Linking News Stories Across Languages. Automatic linking of news stories (clusters of closely related news articles describing about the same event) across languages is an important addition to existing aggregation approaches. The main goal is to interconnect many influential and often related news that are reported constantly by numerous news outlets in different languages. We use CCA and semantic data (entities) to link stories as described in [1].

3 3XL News Application

The application consists of the following views:

Languages Overview (Fig. 1, left). The graph represents stories grouped by language (colour-coded) with images of the top-mentioned entities for each language. Node size corresponds to the number of articles in each language, while the width of each edge is computed from the overall similarity of stories in the two corresponding languages. News sources are shown on the world map, in which the display of any language can be switched on or off.

Fig. 1.
figure 1

Overview screens: by language and by entities (Color figure online)

Fig. 2.
figure 2

NASA story exploration (left) and Middle East story exploration (right)

Entity Overview (Fig. 1, right). Top-mentioned entities are aggregated across all languages, with possible filtering for major categories. Furthermore, users can choose a single entity to read related stories. Selected entities are shown on the world map below where news sources can be compared.

News Stories List. Contains a list of news stories filtered by language or entity and ordered by relevance with basic information for each story: title, summary, photo, publication date, number of news articles and related stories per language. The user can select a story and explore it.
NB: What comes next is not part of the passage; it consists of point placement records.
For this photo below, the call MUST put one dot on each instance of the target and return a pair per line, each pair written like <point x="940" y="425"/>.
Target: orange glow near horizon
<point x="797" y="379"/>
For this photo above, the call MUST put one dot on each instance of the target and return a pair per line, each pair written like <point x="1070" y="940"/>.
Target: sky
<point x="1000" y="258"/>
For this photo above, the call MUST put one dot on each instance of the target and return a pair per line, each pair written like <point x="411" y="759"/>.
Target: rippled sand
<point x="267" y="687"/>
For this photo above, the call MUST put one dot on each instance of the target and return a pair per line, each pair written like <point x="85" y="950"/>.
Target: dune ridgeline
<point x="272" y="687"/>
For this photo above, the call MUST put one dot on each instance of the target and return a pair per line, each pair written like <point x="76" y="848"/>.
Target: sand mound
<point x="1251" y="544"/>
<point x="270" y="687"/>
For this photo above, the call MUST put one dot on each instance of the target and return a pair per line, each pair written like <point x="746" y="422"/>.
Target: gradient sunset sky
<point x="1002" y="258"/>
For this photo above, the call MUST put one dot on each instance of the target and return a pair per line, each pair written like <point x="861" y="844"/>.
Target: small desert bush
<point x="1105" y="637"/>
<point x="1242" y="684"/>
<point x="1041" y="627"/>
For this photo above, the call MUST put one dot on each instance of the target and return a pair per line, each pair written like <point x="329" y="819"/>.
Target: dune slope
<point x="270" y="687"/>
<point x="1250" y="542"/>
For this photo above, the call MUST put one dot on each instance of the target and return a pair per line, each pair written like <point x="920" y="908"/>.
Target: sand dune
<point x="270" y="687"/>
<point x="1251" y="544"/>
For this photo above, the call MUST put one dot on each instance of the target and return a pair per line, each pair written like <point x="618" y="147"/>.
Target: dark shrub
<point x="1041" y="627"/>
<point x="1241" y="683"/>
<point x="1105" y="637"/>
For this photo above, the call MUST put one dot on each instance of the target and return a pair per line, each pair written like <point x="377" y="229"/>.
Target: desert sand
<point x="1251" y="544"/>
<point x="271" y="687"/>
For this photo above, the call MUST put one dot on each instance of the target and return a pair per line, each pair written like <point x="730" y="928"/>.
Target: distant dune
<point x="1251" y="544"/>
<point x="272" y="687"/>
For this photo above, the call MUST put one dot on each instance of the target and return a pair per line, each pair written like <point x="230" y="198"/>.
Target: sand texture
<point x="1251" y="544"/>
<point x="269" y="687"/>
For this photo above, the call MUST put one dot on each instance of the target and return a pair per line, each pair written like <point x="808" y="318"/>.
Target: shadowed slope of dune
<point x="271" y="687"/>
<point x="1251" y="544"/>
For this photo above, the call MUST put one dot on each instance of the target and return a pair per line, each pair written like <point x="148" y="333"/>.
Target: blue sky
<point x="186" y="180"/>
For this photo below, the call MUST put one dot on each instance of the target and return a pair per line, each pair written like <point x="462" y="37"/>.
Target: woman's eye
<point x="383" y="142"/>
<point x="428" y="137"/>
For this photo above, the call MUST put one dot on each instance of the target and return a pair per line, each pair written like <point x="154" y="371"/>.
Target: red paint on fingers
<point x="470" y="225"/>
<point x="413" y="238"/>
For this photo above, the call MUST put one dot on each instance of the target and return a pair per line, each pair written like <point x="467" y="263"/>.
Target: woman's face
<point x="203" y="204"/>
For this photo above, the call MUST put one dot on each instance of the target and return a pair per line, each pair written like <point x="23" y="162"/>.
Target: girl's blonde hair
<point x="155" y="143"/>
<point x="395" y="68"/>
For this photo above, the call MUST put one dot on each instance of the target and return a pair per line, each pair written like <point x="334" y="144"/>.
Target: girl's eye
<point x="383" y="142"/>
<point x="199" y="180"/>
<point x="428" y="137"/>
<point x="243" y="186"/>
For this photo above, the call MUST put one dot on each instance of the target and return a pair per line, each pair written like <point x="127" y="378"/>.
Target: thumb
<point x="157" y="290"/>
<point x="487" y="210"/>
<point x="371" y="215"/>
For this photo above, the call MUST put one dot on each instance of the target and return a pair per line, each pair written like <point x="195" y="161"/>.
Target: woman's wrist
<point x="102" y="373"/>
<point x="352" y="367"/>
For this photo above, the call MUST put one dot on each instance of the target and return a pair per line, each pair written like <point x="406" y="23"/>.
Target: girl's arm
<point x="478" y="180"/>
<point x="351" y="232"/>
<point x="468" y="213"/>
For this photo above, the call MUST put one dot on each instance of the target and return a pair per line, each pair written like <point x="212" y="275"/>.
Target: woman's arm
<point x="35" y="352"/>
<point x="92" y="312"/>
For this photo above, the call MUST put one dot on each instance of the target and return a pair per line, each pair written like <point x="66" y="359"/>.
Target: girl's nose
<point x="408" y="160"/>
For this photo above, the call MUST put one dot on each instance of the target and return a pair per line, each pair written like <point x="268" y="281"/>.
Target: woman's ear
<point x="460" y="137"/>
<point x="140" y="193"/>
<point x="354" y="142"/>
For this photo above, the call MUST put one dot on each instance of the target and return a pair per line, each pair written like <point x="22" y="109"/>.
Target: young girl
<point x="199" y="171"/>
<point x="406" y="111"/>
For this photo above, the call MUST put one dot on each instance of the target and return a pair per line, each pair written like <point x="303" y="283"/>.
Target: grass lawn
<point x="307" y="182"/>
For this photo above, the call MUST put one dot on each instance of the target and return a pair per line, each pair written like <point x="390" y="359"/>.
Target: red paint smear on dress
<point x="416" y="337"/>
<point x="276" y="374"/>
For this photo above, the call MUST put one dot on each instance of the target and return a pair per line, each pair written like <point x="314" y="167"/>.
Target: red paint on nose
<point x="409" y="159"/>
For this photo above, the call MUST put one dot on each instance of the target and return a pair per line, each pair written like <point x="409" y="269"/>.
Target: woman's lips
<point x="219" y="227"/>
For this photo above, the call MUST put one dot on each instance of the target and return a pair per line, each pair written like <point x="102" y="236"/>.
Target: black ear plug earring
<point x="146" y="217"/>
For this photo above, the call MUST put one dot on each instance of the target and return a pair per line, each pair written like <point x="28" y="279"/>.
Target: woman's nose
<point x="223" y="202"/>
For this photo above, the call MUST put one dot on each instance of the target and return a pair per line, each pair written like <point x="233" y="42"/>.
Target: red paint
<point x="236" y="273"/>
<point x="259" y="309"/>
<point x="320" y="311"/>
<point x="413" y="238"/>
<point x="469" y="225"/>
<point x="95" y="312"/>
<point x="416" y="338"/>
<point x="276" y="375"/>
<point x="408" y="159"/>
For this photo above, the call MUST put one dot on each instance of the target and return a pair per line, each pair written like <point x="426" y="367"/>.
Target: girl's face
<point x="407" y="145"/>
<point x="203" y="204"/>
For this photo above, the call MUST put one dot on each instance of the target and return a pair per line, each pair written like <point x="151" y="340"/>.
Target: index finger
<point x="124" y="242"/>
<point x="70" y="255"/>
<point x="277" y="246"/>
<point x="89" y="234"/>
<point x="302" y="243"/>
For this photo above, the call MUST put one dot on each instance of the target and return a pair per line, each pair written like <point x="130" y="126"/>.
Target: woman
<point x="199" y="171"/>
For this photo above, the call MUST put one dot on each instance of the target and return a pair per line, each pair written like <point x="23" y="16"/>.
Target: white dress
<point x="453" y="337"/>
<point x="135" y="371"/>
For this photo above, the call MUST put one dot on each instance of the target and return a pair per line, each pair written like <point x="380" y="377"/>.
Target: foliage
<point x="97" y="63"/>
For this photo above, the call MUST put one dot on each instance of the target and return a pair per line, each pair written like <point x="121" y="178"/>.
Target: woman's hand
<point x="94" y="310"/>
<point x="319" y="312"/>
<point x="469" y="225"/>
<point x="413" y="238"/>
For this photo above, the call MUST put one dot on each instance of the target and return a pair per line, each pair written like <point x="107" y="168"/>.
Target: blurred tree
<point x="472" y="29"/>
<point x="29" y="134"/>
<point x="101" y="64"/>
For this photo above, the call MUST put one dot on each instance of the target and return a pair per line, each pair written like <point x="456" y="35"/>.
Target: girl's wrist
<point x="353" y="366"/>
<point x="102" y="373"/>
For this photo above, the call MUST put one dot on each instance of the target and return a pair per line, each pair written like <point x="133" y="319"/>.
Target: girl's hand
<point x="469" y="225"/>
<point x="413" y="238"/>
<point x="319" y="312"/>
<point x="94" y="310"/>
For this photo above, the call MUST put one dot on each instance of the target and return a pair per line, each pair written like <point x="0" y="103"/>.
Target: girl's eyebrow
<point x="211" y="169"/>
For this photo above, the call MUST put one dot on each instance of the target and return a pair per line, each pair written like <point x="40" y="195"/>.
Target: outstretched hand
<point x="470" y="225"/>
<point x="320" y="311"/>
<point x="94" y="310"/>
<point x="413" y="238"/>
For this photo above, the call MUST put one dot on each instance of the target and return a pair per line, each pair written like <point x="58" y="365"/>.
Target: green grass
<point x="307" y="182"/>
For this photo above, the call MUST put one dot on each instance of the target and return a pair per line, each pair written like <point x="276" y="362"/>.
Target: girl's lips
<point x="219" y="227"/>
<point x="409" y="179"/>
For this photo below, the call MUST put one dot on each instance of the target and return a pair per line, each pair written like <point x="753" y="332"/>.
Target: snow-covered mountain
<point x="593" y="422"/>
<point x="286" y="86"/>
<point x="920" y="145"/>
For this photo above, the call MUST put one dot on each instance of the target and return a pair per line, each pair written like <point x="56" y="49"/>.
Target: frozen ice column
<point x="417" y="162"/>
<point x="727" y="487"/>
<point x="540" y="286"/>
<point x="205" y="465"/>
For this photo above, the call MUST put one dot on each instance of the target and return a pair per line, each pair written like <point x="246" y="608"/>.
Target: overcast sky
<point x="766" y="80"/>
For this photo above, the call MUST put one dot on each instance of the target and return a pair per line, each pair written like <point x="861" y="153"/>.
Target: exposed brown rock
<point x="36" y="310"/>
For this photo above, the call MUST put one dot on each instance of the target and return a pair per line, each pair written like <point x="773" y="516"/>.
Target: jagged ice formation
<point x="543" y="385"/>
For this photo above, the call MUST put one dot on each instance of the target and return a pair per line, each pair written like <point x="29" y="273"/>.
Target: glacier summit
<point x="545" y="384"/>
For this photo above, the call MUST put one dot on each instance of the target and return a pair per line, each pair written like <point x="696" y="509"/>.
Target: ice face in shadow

News Story Exploration (Fig. 2). Components representing different aspects of a story are shown. The graph represents related stories across languages, with node sizes corresponding to the number of articles in a story and edge widths corresponding to the similarity of given two stories. The geographic selector sorts articles according to sources, while the last section gives a quick overview of the story by giving its top-mentioned entities, summary and keywords.

Articles List. Contains a list of articles for a selected story, ordered by user selection, is shown on a separate screen. Each article can be selected and the original web page, from which the text was extracted from, is displayed.

4 Demonstration

We will demonstrate a typical user session by selecting and analysing few news stories as shown in the figures.

Katja checks the overview screen (Fig. 1, left) and top-mentioned entities (Fig. 1, right). She then compares several entities by reporting locations. Being interested in space-related news, she selects “NASA” to view a list of related news stories (screen-shot not provided).

Katja now explores the main story she selected, together with its semantically related stories. A thick connection shows strongly related stories, while thin connections represent weak relations. For example, stories related to NASA astronauts space-walk are strongly related, while stories about Russian plans to get to the moon are weakly connected (Fig. 2, left).

Switching to earthly events (Fig. 2, right), Katja finds an abundance of interconnected stories from all languages. Compared to space-related news, current events are more widely covered by the world media. Finally, she can list all the articles making up the current story and read them in the integrated browser (screen-shot not provided).

5 Conclusion

In this article we presented 3XL News, an iPad news aggregation app that delivers a global view on the news media landscape by applying advanced computational linguistics and semantic approaches. The main advantage compared to similar systems is semantic linking of stories across six languages.

3XL News currently supports six languages, but the system is being extended to twelve languages with more planned. Through xLiMeFootnote 3, a research project dedicated to fusing the knowledge from different media content in different modalities, we plan to include annotated video and audio materials.

The demonstration video is available from the 3XL News homepageFootnote 4. The application will also be submitted to the Apple App Store and available free of charge.